The Office of Device Evaluation annual report released Monday shows that CDRH was much faster in reviewing PMAs in fiscal year 2006 than in FY 2005, Reuters reports. The report attributed the improvement — PMA reviews dropped from an average of 438 days in FY ‘05 to an average of 335 days in FY ‘06 — to reforms implemented from the Medical Device User Fee and Modernization Act of 2002. Statistics for FY 2007 are not yet available.

However, average 510(k) review time rose slightly, from 87 days in FY ‘05 to 95 days in FY ‘06. And the report also noted that third-party reviews dropped in 2007, compared to 2006. That was before reforms to the program included in the FDA Amendments Act of 2007 were implemented, though.

Since October, four patients have died within two hours after receiving the Definity imaging agent, which is used to enhance ultrasound images, according to an FDA document reported on by Bloomberg News. A fifth patient suffered cardiac arrest but was revived after receiving Definity, which is made by Lantheus Medical Imaging, a unit of Avista Capital Partners.

Warnings for Definity and a competitor, GE’s Optison, have been strengthened, and an FDA advisory panel is meeting tomorrow to further discuss safety issues associated with contrast agents. Lantheus will present a paper to the panel claiming that there is no difference between patients who received Definity and patients who received no contrast agent at all. The agency has not made any conclusions regarding the safety of Definity. A paper presented at the American College of Cardiology meeting in March argued that warnings for Definity and Optison may do more harm than good, as they could lead to less use of contrast agents, whose benefits outweigh their risks.

Boston Scientific said it will sell off pieces of its investment portfolio in two separate deals to help reduce debt it took on when it acquired Guidant, reports the Boston Globe. The deals are expected to raise about $140 million, but will also trigger a loss against second-quarter results. In the first deal, the firm will sell off its stake in 54 companies to Saints Capital, which buys venture-capital and private-equity investments, for $100 million. In the second deal, the firm will sell its investment in a portfolio of venture funds and companies to Paul Capital Partners, a private equity firm, for about $40 million. These moves come in addition to those announced earlier, including selling off non-core businesses and laying off employees.

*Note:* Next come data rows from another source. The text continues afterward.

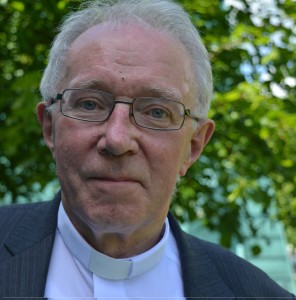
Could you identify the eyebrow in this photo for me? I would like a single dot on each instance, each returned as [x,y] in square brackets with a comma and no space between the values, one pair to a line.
[165,93]
[155,91]
[90,84]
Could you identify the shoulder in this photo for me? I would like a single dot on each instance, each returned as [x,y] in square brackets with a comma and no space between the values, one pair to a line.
[28,218]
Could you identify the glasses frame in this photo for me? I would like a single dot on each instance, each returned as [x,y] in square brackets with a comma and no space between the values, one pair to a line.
[59,97]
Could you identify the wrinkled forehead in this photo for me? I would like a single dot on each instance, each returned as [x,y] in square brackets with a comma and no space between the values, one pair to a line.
[133,50]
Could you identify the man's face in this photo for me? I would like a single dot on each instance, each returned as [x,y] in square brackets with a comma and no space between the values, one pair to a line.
[129,192]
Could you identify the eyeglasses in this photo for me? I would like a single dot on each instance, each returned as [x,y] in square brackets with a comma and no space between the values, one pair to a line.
[148,112]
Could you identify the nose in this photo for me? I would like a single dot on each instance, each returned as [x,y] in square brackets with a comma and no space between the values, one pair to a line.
[120,134]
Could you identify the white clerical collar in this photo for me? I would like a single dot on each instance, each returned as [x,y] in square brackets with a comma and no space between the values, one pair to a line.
[103,265]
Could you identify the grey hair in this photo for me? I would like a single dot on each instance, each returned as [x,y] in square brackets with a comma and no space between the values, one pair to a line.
[164,15]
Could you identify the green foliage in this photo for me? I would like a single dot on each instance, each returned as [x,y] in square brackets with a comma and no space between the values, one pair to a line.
[252,154]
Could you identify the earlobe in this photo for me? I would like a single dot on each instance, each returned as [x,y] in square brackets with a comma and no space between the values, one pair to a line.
[45,120]
[200,138]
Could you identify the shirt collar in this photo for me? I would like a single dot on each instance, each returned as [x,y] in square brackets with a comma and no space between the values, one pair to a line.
[105,266]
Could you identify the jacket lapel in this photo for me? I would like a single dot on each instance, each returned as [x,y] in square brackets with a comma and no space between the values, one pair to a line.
[30,245]
[200,276]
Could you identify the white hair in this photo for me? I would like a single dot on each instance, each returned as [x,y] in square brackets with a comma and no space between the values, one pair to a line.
[164,15]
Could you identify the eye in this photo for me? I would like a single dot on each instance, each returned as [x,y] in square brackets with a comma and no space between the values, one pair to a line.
[88,104]
[158,113]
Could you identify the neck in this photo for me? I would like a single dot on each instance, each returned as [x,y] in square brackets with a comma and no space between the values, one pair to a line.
[119,242]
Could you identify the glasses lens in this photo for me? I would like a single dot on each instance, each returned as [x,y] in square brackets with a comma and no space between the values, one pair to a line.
[158,113]
[88,105]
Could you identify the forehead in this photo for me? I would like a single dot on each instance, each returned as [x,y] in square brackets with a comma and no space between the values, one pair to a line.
[128,56]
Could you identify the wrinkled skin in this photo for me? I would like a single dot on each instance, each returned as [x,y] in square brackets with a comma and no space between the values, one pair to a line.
[119,202]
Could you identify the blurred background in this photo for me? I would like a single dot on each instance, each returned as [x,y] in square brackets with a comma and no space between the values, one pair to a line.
[242,192]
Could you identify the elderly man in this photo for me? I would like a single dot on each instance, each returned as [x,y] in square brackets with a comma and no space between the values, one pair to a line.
[126,94]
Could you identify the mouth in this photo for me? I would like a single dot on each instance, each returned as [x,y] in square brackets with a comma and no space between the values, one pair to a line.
[114,180]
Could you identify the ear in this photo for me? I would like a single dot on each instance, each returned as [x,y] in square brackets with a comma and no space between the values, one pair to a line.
[200,138]
[45,120]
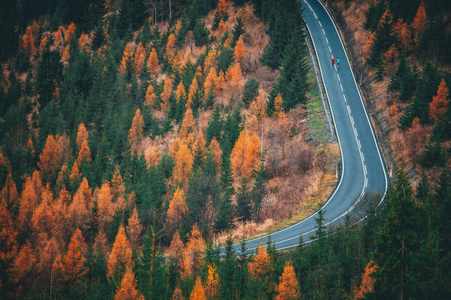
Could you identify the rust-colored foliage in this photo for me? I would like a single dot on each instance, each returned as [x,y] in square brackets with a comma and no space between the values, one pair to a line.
[47,160]
[187,123]
[178,294]
[192,257]
[170,47]
[28,203]
[198,292]
[288,287]
[73,262]
[210,61]
[105,204]
[136,130]
[134,230]
[234,76]
[259,267]
[150,96]
[126,59]
[176,249]
[85,153]
[140,58]
[240,50]
[367,281]
[128,288]
[439,104]
[9,196]
[28,42]
[181,92]
[23,263]
[42,220]
[212,284]
[419,23]
[80,209]
[177,208]
[183,163]
[245,154]
[121,255]
[166,94]
[82,135]
[216,151]
[152,63]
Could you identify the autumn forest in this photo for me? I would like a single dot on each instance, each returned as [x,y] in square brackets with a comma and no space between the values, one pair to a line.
[137,137]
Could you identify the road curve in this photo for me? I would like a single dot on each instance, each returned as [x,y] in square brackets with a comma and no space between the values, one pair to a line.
[363,171]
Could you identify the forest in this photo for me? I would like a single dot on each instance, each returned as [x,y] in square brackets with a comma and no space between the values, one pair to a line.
[134,133]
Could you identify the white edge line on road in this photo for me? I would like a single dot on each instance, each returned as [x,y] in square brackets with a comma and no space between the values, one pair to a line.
[363,105]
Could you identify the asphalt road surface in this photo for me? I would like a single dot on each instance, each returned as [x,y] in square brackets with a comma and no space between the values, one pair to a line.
[362,169]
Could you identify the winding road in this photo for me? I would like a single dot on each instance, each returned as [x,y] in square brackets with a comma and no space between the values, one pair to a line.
[363,171]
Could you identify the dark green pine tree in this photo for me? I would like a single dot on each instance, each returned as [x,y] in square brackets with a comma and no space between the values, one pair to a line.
[403,81]
[243,201]
[396,241]
[48,73]
[383,40]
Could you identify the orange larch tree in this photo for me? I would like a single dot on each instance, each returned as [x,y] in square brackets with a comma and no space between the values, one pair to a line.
[240,50]
[419,23]
[82,135]
[121,255]
[170,47]
[183,163]
[85,153]
[28,43]
[166,94]
[105,205]
[178,294]
[288,287]
[9,195]
[439,104]
[47,160]
[150,96]
[177,208]
[181,92]
[140,58]
[245,154]
[198,292]
[134,230]
[234,76]
[212,284]
[176,249]
[73,262]
[259,267]
[152,63]
[136,130]
[126,59]
[128,288]
[187,123]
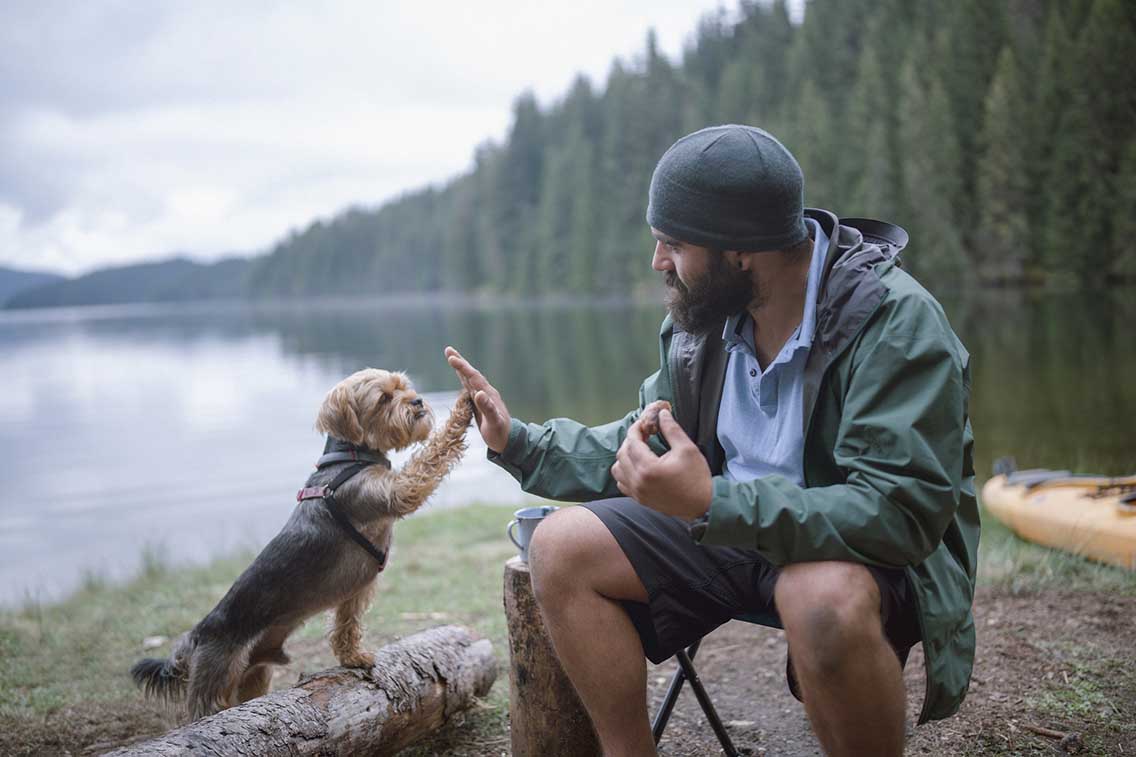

Big device companies can be a source of investment capital for start-up device companies. So start-ups shouldn’t be expecting any boost from Boston Scientific anytime soon.

FDA has approved a device that allows some spinal cord-injury patients to breathe for up to four hours a day without a ventilator. The NeuRx DPS RA/4 Respiratory Stimulation System is an implantable electronic device that works by stimulating the diaphragm. The diaphragm, a muscle located in the lower abdomen, is essential for breathing, but some paralyzed patients may not be able to control it. The NeuRx, made by Synapse Biomedical, consists of four electrodes implanted in the muscle of the diaphragm that electronically stimulate contraction. It was approved on a Humanitarian Device Exemption, as it is not expected to be used on more than 4000 patients per year.

A Canadian study has found that doctors are denying candidates (and possibly weaker patients) for joint replacement surgery simply because they might lack access to treatments for recovery like home care or rehab services. Other pressures on physicians in Canada include long waiting lists and limited access to operating rooms. According to the study, which was published in the journal Medical Decision Making, some Canadian doctors didn’t refer patients on the grounds that they couldn’t get rehab treatment. This also raises a problem for older patients who are more frail. The healthcare system will need to address this issue soon, as the demand for joint replacements continues to rise.